Setting Groups
This section presents a series of examples that set and create groups.
You can use the following methods to indicate that thread 3 in process 2 is a worker thread:
dset WGROUP(2.3) $WGROUP(2)
Assigns the group ID of the thread group of worker threads associated with process 2 to the WGROUP variable. (Assigning a nonzero value to WGROUP indicates that this is a worker group.)
dset WGROUP(2.3) 1
This is a simpler way of doing the same thing as the previous example.
dfocus 2.3 dworker 1
Adds the groups in the indicated focus to a workers group.
dset CGROUP(2) $CGROUP(1)
dgroups -add -g $CGROUP(1) 2
dfocus 1 dgroups -add 2 These three commands insert process 2 into the same control group as process 1.
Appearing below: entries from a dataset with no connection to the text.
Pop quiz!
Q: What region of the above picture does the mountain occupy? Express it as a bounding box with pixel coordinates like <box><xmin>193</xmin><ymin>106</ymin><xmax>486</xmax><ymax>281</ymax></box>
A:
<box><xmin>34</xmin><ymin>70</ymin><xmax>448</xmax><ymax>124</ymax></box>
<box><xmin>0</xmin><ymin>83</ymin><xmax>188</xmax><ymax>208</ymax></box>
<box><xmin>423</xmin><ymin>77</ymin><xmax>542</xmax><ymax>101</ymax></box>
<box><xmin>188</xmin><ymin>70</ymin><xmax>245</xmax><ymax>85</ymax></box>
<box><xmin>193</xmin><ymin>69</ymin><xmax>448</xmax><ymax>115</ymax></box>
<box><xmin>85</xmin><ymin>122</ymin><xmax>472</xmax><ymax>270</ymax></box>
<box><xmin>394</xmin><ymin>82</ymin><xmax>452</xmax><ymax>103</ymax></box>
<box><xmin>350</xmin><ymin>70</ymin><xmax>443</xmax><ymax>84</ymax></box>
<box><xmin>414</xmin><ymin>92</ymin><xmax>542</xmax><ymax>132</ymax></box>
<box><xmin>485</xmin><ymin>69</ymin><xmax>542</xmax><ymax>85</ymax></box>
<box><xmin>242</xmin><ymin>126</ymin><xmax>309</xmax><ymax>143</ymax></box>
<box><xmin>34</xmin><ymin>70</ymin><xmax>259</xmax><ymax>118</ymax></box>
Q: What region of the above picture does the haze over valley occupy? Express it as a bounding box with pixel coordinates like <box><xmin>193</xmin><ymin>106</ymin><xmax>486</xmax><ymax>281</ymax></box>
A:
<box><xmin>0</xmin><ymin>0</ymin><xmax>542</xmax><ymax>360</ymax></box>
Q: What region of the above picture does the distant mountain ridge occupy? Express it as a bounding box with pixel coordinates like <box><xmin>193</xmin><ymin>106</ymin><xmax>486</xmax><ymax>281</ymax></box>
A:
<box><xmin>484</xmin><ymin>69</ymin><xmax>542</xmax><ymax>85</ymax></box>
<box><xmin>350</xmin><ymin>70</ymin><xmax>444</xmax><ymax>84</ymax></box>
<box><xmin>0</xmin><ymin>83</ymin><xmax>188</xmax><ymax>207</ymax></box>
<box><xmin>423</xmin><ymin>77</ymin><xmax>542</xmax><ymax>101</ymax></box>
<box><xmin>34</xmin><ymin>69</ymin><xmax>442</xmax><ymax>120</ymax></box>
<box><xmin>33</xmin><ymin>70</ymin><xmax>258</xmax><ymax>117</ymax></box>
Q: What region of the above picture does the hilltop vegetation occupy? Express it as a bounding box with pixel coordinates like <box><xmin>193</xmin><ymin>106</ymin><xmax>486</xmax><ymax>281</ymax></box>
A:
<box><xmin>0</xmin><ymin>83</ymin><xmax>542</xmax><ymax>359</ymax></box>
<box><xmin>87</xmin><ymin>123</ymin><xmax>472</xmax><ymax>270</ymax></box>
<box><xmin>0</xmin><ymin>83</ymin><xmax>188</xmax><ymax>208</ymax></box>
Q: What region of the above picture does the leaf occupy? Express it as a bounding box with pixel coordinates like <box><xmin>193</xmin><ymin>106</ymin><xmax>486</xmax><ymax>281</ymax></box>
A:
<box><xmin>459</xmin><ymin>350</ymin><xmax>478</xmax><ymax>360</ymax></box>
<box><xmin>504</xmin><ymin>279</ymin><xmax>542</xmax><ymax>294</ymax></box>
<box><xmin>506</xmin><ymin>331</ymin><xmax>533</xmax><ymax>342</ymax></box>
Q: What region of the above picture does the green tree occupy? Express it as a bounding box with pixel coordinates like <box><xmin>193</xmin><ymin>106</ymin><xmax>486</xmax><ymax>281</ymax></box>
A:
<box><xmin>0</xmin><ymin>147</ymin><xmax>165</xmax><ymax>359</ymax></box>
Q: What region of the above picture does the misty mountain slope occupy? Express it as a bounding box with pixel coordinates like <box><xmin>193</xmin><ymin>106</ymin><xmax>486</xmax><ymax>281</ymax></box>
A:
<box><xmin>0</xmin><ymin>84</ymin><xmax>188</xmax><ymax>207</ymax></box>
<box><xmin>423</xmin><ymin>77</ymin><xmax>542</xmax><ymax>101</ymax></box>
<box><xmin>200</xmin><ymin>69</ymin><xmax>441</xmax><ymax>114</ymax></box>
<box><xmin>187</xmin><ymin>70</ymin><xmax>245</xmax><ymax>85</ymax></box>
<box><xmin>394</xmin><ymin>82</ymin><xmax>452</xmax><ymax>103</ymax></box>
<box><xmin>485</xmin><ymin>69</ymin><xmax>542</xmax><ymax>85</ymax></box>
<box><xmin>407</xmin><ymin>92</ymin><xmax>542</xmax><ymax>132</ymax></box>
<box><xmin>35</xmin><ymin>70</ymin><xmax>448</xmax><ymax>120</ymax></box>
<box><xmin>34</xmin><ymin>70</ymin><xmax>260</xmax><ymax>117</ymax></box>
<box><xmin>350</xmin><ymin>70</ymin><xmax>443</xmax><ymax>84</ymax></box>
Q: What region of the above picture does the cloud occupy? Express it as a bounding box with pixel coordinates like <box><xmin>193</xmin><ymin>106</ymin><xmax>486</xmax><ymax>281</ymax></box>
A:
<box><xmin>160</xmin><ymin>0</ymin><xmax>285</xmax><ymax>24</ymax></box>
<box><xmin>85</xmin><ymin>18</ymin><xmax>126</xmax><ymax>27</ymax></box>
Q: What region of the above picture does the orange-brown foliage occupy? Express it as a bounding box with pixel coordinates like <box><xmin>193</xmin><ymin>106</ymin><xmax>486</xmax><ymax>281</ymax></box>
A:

dgroups -add -g $WGROUP(2) 2.3
Adds process 2, thread 3 to the workers group associated with process 2.
dfocus tW2.3 dgroups -add
This is a simpler way of doing the same thing as the previous example.
Following are some additional examples:
dfocus g1 dgroups -add -new thread
Creates a new thread group that contains all the threads in all the processes in the control group associated with process 1.
set mygroup [dgroups -add -new thread $GROUP($SGROUP(2))]
dgroups -remove -g $mygroup 2.3
dfocus g$mygroup/2 dgo
The first command creates a new group that contains all the threads from the process 2 share group; the second removes thread 2.3; and the third runs the remaining threads.